That includes a healthy nutrition plan -- muesli, oats, flaxseed, carrots and hay twice a day -- daily exercise, sometimes open to the public, and holidays at the school's country estate for these city animals.
"It's vital for their psyche. They need to get out... to enjoy nature, experience things in the forest, like a rabbit crossing their path," Hamminger said.
Privatised by the state in 2001, the school struggled with millions of euros in debt for years.
The arrival at its helm of Elisabeth Guertler, director of Vienna's famed Hotel Sacher, turned things around, but critics have also accused her of commercialising a traditional institution and overworking the horses with additional performances.
Nonsense, she insisted: "Horses are animals that need movement."
"I don't think a horse has any problem crossing the street twice a week and exercising for 10 minutes (in front of an audience) in a riding hall it sees every day."
Moreover, the school has almost twice as many horses as before, she said.
But even with this increased business, the institution will soon need state financial support, Guertler warned.
With a history going back 448 years, the Spanish Riding School is the oldest institution of its kind in the world, teaching classical horsemanship in its purest form.
But lately, audiences have been treated to a new sight: since 2008 the school has been accepting female riders.

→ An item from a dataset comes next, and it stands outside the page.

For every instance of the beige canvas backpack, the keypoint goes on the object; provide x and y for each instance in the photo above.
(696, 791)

Every once in a while, one might also spot a dark Lipizzan among the immaculate white steeds: legend has it the school will exist as long as it has a dark horse in its stable.
Dark at birth, these horses -- carefully bred over centuries -- turn white at the age of six or seven.
Aside from their weekly performances in Vienna, the Lipizzan horses also go on tour every year around the world, including to the United States and Japan.
"I think our horses will touch a lot of people. When you think that these are stallions and you see what kind of character they have, how well they perform... then anyone who loves horses will be moved to the core," Guertler said.